第二のクリフォト 愚鈍 悪魔はベエルゼブル

最近のラブコメにありがちな鈍感主人公ですね、分かります(自虐込み)

ただ、出雲君はさほど愚鈍とは言い難いとは思いますけど……(迷推理)

「出雲君、君をこの放課後という時間に呼び出さざるを得なかったことを謝ろう。すまないね……」

「いえ、別に良いですよ。この時間に呼ばざるを得なかった理由はなんとなく分かっていますし……」

 転校生としてルシフェルさん達5人が来た日の放課後、みんなに先に帰ってもらい、ボクは部室棟にある手芸部の元部室……部員数の低下に伴って同好会に格下げになったらしい……であった文芸部部室に立ち寄っていた。

 撫子さんに手紙でおおまかな案件は教えられていたが、それがどういうことを意味するのかはまだイマイチ把握しきれていなかった。
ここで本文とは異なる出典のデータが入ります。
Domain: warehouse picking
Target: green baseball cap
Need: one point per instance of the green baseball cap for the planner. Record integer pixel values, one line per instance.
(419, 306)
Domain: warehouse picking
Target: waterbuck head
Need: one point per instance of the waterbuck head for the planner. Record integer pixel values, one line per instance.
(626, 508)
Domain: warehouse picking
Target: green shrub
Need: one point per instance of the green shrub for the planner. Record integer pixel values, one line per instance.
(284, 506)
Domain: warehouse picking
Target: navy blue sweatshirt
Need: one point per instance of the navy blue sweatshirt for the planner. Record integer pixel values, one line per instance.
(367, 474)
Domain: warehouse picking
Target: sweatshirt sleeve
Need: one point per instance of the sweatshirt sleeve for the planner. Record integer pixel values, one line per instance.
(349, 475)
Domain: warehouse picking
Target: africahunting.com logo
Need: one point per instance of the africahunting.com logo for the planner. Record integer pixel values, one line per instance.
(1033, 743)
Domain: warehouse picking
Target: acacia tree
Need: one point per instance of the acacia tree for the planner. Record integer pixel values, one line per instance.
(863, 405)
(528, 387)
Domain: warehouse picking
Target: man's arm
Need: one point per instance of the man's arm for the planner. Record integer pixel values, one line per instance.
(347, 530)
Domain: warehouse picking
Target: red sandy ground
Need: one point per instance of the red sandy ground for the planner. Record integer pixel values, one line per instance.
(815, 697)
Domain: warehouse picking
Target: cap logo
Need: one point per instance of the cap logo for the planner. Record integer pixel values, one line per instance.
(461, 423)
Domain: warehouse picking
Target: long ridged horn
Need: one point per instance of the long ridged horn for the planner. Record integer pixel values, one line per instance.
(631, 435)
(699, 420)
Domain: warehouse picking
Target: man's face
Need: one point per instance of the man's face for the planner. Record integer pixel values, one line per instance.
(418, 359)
「……まず、出雲君……彼女達、今日来た5人の転校生は以前より君の知り合いだったということは把握しているよ。ただ、それに関する事で2つ3つ確認するのだけれど……まず、君は彼女達の正体を知っているのかい? いや、君にはこう聞くべきかな? 彼女達5人が七罪の象徴として数えられる悪魔だということを知っていながら、それでも未だに良き隣人として付き合っているのかな?」

 いきなり核心を突いてきた撫子さんのその言葉に対して、ボクは何も考えずにありのままでこたえた。
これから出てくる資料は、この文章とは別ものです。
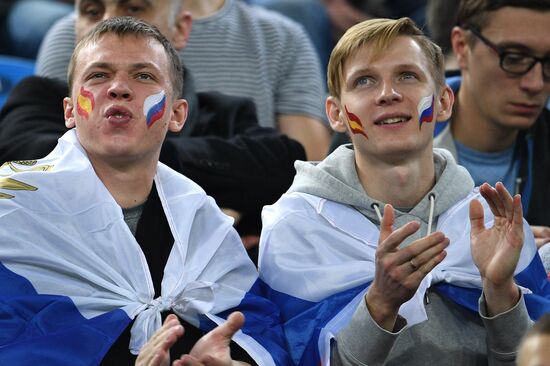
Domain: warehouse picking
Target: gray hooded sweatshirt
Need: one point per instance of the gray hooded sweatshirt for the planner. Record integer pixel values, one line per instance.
(452, 335)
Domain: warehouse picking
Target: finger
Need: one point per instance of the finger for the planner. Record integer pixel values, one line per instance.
(171, 324)
(477, 220)
(491, 196)
(427, 267)
(517, 218)
(541, 232)
(506, 200)
(386, 226)
(394, 239)
(187, 360)
(428, 253)
(234, 322)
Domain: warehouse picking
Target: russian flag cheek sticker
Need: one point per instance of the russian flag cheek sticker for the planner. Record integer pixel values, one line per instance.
(153, 107)
(85, 103)
(426, 110)
(354, 123)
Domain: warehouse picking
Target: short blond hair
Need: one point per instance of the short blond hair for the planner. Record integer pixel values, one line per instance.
(379, 34)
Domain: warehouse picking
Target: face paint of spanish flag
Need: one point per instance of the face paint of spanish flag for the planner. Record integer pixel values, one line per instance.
(153, 107)
(426, 110)
(355, 123)
(85, 103)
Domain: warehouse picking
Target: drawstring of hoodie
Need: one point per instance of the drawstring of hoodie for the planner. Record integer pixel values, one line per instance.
(431, 197)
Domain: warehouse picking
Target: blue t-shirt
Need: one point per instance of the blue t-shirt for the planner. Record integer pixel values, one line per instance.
(484, 167)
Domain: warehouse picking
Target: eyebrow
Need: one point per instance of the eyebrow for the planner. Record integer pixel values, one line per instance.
(398, 67)
(148, 3)
(519, 47)
(133, 67)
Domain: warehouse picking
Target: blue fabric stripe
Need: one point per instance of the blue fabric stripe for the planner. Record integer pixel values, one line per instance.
(49, 329)
(262, 322)
(533, 277)
(304, 320)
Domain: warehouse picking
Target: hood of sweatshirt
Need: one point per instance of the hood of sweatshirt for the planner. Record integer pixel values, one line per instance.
(335, 179)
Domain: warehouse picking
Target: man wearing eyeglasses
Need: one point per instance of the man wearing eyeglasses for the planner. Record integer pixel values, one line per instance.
(500, 129)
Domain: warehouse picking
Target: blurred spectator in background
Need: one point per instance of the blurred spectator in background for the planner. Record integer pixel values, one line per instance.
(440, 20)
(534, 349)
(235, 49)
(500, 128)
(24, 23)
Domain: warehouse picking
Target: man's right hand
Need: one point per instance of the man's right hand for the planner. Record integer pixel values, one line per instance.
(542, 235)
(399, 272)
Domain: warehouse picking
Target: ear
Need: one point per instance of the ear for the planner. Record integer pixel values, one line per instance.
(68, 111)
(179, 115)
(334, 114)
(459, 41)
(445, 100)
(182, 29)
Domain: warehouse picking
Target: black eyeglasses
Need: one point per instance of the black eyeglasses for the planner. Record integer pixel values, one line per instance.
(515, 63)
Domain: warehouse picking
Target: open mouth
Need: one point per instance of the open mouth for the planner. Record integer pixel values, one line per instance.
(391, 121)
(118, 114)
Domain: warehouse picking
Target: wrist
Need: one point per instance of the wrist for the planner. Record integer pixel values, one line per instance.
(500, 298)
(381, 312)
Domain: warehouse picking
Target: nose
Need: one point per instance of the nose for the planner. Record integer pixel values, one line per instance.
(533, 80)
(388, 94)
(120, 89)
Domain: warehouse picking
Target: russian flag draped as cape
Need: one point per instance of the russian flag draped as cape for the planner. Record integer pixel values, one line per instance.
(72, 276)
(317, 260)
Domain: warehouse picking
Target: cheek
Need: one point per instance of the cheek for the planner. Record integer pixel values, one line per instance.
(85, 103)
(154, 107)
(354, 123)
(426, 110)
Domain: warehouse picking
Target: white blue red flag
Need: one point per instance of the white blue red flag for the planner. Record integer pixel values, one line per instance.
(73, 277)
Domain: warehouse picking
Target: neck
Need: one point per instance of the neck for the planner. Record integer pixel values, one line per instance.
(202, 8)
(129, 184)
(400, 183)
(471, 128)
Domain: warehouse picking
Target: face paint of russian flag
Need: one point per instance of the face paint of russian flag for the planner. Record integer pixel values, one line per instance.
(355, 123)
(85, 103)
(426, 110)
(153, 107)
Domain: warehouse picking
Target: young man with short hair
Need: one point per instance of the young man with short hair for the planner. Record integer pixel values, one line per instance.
(500, 127)
(118, 239)
(385, 246)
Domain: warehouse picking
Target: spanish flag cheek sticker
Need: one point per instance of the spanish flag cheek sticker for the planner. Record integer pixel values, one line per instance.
(153, 107)
(426, 110)
(355, 123)
(85, 103)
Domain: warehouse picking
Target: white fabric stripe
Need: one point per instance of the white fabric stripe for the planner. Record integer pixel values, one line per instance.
(74, 255)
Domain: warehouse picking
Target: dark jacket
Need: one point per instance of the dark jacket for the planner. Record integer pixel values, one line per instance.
(221, 147)
(533, 151)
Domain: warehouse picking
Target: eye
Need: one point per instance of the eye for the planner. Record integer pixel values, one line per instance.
(144, 76)
(91, 11)
(517, 59)
(408, 76)
(364, 81)
(97, 75)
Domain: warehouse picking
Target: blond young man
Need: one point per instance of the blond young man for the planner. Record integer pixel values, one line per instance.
(386, 244)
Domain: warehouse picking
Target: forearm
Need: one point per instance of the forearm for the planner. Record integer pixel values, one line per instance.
(504, 331)
(351, 347)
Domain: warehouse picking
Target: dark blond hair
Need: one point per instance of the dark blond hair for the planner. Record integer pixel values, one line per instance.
(379, 34)
(129, 26)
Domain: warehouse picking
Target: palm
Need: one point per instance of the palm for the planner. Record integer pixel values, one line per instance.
(496, 250)
(215, 346)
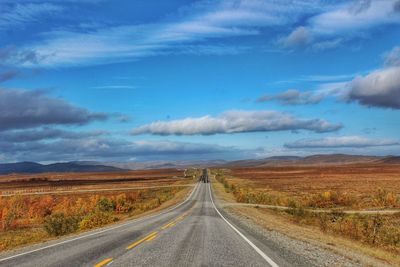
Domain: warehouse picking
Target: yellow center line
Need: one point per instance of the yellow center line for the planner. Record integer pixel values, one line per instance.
(170, 225)
(167, 225)
(142, 240)
(104, 262)
(151, 238)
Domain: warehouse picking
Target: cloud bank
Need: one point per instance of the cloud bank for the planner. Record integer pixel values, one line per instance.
(293, 97)
(236, 122)
(341, 142)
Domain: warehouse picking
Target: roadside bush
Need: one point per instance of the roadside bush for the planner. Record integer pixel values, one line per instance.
(59, 224)
(96, 219)
(104, 205)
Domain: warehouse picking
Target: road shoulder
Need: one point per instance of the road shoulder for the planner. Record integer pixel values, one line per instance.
(301, 242)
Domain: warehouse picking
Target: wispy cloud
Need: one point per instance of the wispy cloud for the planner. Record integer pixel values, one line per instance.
(114, 87)
(340, 142)
(340, 23)
(113, 149)
(40, 110)
(293, 97)
(23, 14)
(186, 34)
(236, 122)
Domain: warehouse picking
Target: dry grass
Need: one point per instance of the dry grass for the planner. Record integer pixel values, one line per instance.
(27, 219)
(337, 188)
(46, 182)
(360, 186)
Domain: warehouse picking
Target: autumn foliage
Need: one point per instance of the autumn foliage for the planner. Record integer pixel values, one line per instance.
(27, 218)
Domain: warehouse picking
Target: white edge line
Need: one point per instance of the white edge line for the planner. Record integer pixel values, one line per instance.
(102, 231)
(259, 251)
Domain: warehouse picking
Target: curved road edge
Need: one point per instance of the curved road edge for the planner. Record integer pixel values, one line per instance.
(94, 232)
(259, 251)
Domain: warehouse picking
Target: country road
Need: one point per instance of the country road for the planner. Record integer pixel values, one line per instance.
(194, 233)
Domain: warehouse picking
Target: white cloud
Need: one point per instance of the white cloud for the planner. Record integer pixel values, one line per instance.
(113, 149)
(208, 20)
(380, 88)
(298, 37)
(236, 122)
(393, 57)
(22, 14)
(341, 142)
(358, 15)
(293, 97)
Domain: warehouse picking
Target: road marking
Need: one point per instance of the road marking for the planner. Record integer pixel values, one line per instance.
(151, 238)
(91, 190)
(171, 225)
(102, 263)
(259, 251)
(105, 230)
(167, 225)
(142, 240)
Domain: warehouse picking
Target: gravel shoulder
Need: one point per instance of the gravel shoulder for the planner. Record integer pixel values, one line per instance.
(300, 246)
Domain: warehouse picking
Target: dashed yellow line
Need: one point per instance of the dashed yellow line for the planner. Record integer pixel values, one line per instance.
(142, 240)
(168, 225)
(151, 238)
(102, 263)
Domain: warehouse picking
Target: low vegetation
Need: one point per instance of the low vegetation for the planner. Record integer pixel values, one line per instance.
(324, 209)
(28, 219)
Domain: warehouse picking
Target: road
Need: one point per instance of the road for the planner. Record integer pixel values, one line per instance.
(195, 233)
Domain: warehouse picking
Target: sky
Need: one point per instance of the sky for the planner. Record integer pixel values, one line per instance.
(124, 80)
「そうですね……あ、隣人というよりは同居人ですね。ちょっとどころかだいぶ騒がしいですけど」

「……余計に聞きたいことが増えたけど今はまだいいか……2つ目として、君は七罪の全員と、彼女ら5人に加えてベルフェゴール、ベエルゼブルとも同居しているのかな?」

「まあ……そうですね」

「…………ねえ出雲君、本題からは逸れるのだが、七罪の内の5人を除いた2人は……どうして転校して来なかったんだい? まさか……高校生と言うには余りにも大人びた、だらしない女性だからというりゆ」

「むしろ逆ですよ、逆。ボクよりも(少し)背が低くて、小学生にしか見えない子達だから」

「…………フッ、なるほどね……女の子とはいえ君以上に背の低い子が七罪の悪魔に2人も居たとは……流石の私も驚いたよ……」

 「ただね出雲君、君も中学一年生が精々の見た目と身長だよ」と、余計な一言を呟き、ボクに更なる質問をした。
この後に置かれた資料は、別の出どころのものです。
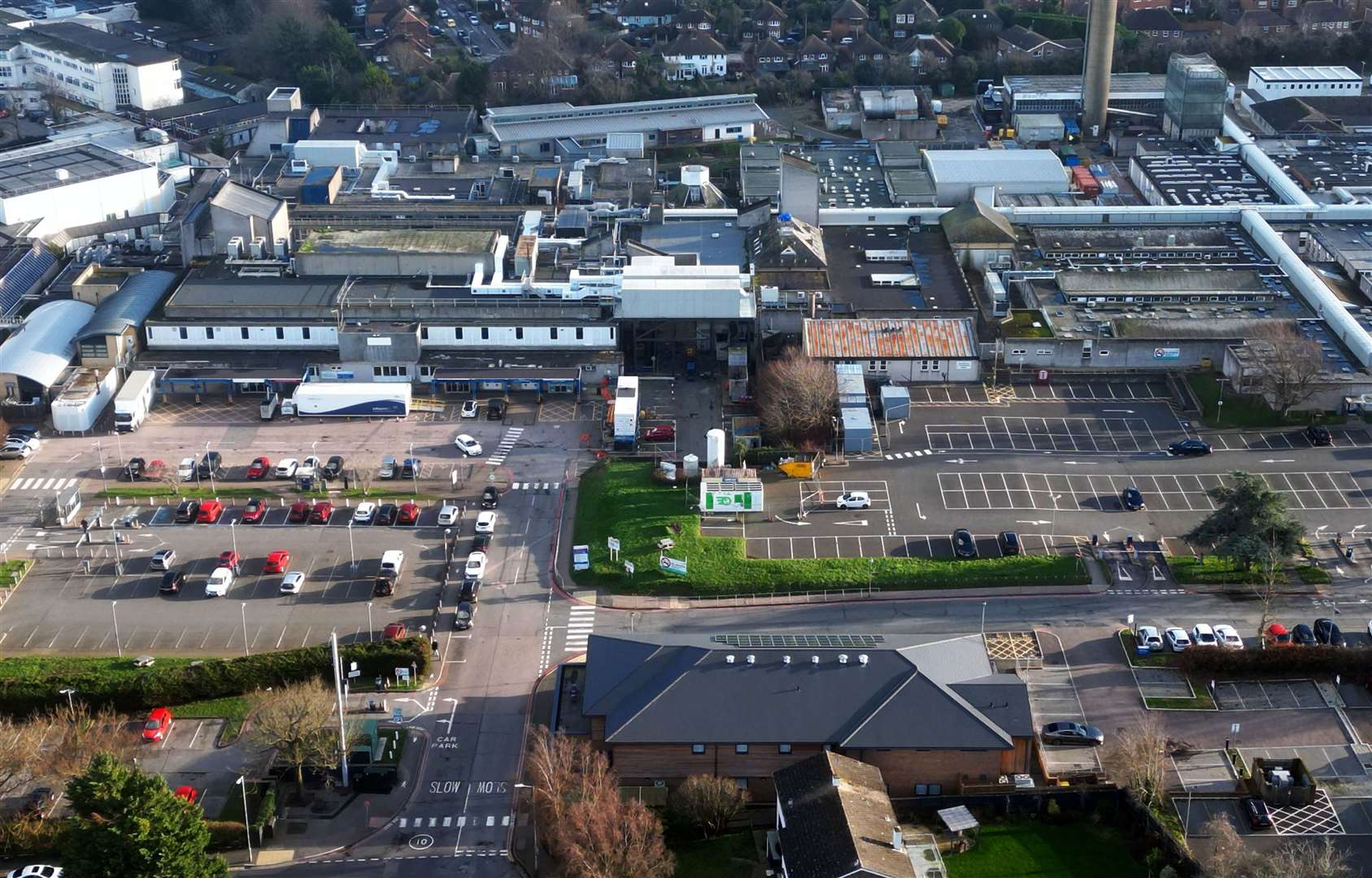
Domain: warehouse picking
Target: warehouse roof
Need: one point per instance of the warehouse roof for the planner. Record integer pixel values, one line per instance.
(891, 339)
(43, 346)
(553, 121)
「さて出雲君、君はさっき七罪の悪魔達と同居していると言ったね? まさか君……彼女達と同衾、もしくはベッドインした事は無いよね? ましてや……悪魔をはらませたりなんかしてはいないよね? どこぞのクリーニング店のあんちゃんみたいに! もしくはもしくはついこの前君に借りた本のヤンデレ魔王に拉致された勇者みたいに!」

 鼻息を荒くして迫ってきた撫子さんの肩を掴み引き剥がしながら、全力で叫ぶようにツッコんだ。

「ちかいちかいちかいちかい! 近付きすぎですよ撫子さん! それに、寝ている最中に言質を取られて寝ている時に写真をとられた以外には何もされてませんってば!」

 鍵をかけているはずの部屋に侵入され、更には言質を取られ写真も取られた時点で既に9回裏99点差2ストライク2アウトランナー無しかつ他のチームメイト全員負傷という状況並みに詰みかけているのだが。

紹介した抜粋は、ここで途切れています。